ECLI:NL:HR:2001:AB1043
Hoge Raad
- Cassatie
- E. Korthals Altes
- D.H. Beukenhorst
- L. Monné
- P.J. van Amersfoort
- C.B. Bavinck
- Rechtspraak.nl
Cassatie over aanslag inkomstenbelasting en beoordeling van salaris uit rekening-courant
In deze zaak gaat het om een beroep in cassatie van belanghebbende X tegen de uitspraak van het Gerechtshof te Arnhem van 28 juli 1999, betreffende een aanslag in de inkomstenbelasting voor het jaar 1987. Aan belanghebbende was een aanslag opgelegd, die na bezwaar door de Inspecteur was verminderd tot een belastbaar inkomen van f 58.924. Belanghebbende ging in beroep bij het Hof, dat de uitspraak van de Inspecteur bevestigde. Hierop heeft belanghebbende cassatie ingesteld.
De Hoge Raad oordeelt dat het Hof onvoldoende inzicht heeft gegeven in zijn gedachtegang met betrekking tot de opnamen in rekening-courant bij A B.V., waarvan belanghebbende directeur en enig aandeelhouder was. Het Hof had geoordeeld dat belanghebbende in 1987 ten minste f 89.316 aan salaris had genoten, maar dit oordeel was onvoldoende gemotiveerd. De Hoge Raad stelt vast dat het Hof de verklaringen van belanghebbende, waarin werd aangegeven dat er geen salaris zou worden ontvangen, in het midden heeft gelaten. Dit was niet correct, aangezien het Hof had moeten motiveren waarom deze verklaringen niet relevant waren voor zijn oordeel.

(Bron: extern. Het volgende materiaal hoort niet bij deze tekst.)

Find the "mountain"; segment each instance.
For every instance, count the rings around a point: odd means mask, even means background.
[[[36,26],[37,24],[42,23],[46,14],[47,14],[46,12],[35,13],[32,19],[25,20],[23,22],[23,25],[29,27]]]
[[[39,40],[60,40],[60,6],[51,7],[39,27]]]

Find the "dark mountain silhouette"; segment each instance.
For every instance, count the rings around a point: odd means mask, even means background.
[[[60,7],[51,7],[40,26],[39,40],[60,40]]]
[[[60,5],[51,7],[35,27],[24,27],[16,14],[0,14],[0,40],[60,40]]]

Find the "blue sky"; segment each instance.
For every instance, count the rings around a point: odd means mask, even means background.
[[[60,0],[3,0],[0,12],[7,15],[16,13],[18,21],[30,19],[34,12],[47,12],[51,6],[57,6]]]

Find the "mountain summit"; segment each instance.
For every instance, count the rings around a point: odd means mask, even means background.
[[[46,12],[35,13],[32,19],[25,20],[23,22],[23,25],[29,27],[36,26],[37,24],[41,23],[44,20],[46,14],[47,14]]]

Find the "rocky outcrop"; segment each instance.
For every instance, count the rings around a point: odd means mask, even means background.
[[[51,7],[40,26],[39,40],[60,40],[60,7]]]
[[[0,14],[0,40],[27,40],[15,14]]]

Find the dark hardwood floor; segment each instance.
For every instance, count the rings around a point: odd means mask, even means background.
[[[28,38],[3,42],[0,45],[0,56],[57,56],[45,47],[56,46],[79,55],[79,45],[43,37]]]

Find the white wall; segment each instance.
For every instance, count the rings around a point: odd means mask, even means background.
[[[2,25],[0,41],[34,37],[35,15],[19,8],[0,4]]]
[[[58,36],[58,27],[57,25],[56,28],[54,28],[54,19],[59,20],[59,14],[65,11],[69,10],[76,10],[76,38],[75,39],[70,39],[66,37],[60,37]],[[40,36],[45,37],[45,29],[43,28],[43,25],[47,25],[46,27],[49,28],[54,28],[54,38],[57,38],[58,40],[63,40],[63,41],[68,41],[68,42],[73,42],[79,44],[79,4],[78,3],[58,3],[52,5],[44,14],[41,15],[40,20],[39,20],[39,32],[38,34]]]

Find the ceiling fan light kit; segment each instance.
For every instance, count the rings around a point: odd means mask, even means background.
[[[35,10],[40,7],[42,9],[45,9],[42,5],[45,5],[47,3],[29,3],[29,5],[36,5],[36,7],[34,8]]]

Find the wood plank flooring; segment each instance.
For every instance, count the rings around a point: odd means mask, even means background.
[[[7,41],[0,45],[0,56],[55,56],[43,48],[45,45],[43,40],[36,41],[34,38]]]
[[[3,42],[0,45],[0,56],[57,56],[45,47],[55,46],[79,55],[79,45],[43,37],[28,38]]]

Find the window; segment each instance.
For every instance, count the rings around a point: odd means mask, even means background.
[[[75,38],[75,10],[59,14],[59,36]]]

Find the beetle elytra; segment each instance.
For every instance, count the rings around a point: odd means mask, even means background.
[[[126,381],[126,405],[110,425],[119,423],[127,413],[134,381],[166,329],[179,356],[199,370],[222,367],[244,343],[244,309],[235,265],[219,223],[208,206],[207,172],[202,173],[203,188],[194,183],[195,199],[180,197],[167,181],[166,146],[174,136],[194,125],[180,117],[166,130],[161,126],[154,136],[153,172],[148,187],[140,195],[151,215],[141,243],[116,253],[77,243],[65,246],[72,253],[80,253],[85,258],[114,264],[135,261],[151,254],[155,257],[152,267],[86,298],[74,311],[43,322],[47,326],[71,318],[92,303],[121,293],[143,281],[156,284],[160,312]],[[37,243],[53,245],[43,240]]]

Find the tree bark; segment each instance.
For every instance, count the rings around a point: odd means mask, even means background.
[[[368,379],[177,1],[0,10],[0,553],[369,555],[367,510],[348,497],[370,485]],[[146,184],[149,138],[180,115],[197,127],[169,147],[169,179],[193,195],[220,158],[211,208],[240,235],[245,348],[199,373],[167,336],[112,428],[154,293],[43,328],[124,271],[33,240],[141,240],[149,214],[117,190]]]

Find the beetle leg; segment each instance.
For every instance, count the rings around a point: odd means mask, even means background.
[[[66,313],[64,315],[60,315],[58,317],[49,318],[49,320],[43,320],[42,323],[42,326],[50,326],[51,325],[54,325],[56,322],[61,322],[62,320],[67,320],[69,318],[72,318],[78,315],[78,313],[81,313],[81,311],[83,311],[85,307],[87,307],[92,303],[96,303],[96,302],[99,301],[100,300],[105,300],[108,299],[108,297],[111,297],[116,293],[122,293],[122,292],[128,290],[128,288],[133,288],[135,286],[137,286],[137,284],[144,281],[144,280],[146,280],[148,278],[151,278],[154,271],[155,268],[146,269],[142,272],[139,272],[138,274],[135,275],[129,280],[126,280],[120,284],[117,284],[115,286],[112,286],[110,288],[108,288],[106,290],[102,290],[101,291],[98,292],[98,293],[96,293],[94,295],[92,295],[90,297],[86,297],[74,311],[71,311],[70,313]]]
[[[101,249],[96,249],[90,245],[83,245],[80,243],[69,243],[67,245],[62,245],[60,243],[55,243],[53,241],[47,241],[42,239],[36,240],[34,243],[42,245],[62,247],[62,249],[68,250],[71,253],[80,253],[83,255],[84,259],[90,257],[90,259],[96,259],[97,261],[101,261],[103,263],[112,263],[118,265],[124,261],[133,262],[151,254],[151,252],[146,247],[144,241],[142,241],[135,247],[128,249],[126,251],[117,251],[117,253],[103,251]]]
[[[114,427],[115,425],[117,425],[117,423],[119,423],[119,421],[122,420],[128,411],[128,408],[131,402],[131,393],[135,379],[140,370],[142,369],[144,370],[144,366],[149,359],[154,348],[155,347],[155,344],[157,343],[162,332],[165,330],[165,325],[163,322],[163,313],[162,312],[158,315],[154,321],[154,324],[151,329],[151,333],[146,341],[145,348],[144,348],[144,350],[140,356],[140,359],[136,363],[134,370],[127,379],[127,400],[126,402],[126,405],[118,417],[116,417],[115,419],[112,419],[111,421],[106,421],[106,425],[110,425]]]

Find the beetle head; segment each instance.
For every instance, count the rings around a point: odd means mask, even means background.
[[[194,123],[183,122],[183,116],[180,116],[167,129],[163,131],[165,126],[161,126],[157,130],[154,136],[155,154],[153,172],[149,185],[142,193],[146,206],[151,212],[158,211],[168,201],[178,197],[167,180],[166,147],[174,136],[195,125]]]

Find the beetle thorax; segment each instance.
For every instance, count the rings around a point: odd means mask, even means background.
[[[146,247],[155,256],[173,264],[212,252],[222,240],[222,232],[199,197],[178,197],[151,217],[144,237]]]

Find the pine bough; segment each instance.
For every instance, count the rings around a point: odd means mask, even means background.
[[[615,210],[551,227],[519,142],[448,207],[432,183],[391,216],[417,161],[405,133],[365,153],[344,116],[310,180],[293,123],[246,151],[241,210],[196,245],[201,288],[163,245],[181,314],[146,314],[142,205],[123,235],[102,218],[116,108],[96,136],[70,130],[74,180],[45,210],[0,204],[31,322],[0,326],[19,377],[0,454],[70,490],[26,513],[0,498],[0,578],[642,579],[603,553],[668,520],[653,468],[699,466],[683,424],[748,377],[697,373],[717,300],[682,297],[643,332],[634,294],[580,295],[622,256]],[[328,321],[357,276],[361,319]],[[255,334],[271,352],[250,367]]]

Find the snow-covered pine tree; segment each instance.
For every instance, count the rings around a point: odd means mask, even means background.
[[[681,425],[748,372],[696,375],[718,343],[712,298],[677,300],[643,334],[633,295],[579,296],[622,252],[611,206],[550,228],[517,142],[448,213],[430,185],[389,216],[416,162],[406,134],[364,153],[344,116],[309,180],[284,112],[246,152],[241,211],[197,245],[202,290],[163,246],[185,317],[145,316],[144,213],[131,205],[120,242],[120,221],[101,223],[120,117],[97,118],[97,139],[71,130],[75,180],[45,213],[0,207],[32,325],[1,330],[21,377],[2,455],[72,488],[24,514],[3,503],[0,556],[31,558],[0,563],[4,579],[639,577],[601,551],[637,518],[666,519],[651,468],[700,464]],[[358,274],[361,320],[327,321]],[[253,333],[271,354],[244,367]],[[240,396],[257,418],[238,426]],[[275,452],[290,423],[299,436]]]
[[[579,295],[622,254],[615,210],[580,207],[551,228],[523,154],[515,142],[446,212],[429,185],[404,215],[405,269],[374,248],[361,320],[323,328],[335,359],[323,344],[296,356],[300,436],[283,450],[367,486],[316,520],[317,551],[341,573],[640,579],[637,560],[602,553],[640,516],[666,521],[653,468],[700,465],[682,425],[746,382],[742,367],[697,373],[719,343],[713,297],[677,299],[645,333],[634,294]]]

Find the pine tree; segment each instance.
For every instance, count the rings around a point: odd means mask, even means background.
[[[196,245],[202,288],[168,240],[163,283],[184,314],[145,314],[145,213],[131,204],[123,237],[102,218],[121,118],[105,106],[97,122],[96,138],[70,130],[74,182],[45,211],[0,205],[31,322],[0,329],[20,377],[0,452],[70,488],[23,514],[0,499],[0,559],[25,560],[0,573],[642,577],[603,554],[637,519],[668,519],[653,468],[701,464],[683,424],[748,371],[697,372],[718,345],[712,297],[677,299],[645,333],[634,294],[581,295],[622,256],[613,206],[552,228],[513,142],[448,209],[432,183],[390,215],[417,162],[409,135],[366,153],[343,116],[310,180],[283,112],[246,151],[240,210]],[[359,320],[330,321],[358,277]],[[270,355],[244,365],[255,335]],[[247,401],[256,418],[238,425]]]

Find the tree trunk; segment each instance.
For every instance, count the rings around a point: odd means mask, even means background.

De Hoge Raad vernietigt de uitspraak van het Hof en verwijst de zaak naar het Gerechtshof te ’s-Hertogenbosch voor een volledige herbeoordeling. Tevens wordt de Staatssecretaris van Financiën veroordeeld tot het vergoeden van griffierechten en proceskosten aan belanghebbende. De Hoge Raad concludeert dat de klachten van belanghebbende gegrond zijn, en dat de uitspraak van het Hof niet aan de wettelijke eisen voldeed.